Sauk Village, Illinois clerk speaks after fight with mayor during village board meeting
SAUK VILLAGE, Ill. (CBS) -- Earlier this week, a chaotic confrontation erupted between the clerk and the mayor of south suburban Sauk Village.
On Thursday, one of the parties involved—Sauk Village Clerk Marva Campbell-Pruitt—gave her side of the story.
It was the first time she spoke on the record since she let Mayor Derrick Burgess have an earful at a board of trustees meeting this past Tuesday night.
During the Tuesday night meeting, the clerk grabbed the mayor's gavel after she made several requests for the mayor to stop pointing it at her. Out of frustration, she yanked it out of his hand and threats were made.
"I personally extend my apology, because it's not typical of me," Campbell-Pruitt said.
Campbell-Pruitt said she was defending herself in the exchange. She admitted she physically touched Burgess and grabbed the gavel from him.
"I sure did," Campbell-Pruitt said. "I'll tell you if you throw something in my face in a threatening manner, and if I can, I'm going to get it away from you."
Video documents Campbell-Pruitt saying to the mayor, "I'm going to knock you upside your head if you keep pointing!"
Campbell-Pruitt said what cannot be heard in the video during the meeting were the words she said the mayor's wife yelled at her while she was giving her report.
"I was told to shut up," Campbell-Pruitt said. "I was called a bald-headed B."
She said that was why she turned to Burgess and demanded: "Get your wife! Get your wife!" to which the mayor replied, "Shut up!"
"How can you do something like that publicly to another individual—whether you like them or not?" Campbell-Pruitt sad. "Where's your humility, humanity? Where is your ethics?"
Mayor Burgess, who has not responded to CBS News Chicago's repeated requests for comment, and the clerk have had many disagreements in village board chambers. Pruitt said it has been ongoing since 2017.
"During that time, I ended up having to file a police report against him, because he got physical with me," Campbell-Pruitt said.
She said this week, her frustration reached a breaking point. Yet she insisted it does not represent her fully.
"I am aggressive to a degree and I'm very assertive to a great degree. But an angry Black woman—that's not me," Campbell-Pruitt said. "I may have said, 'I'd hit you upside the head if I could."

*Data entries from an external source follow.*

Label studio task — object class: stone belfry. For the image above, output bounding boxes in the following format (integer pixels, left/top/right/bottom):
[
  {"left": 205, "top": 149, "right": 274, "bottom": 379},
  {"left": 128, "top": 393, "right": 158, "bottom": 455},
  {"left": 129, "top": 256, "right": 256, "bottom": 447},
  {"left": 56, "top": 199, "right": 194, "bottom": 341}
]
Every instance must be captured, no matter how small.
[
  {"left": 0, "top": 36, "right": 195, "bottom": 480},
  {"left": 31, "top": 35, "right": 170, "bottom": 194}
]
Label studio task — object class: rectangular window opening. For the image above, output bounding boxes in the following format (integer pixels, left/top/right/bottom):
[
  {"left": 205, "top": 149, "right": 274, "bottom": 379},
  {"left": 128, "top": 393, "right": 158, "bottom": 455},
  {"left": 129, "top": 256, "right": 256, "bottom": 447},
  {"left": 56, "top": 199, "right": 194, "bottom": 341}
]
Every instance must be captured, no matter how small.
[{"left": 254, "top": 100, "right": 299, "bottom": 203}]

The comment is documented on the video of the village board meeting proceedings. But Campbell-Pruitt said it was not meant seriously.
"I wouldn't hit him," she said. "I'm not a violent individual."
The clerk contends she can't get records from the mayor, which is why the village trustees requested the office of the inspector general for the village to start a probe.
Right before the meeting on Tuesday, the mayor was served with an order to appear in court.
Campbell-Pruitt said Burgess has apologized for his part in the squabble, but she has not accepted the apology yet.
"I need him to not be punitive and harassing anymore," Campbell-Pruitt said. "If you're saying you respect me, respect me totally."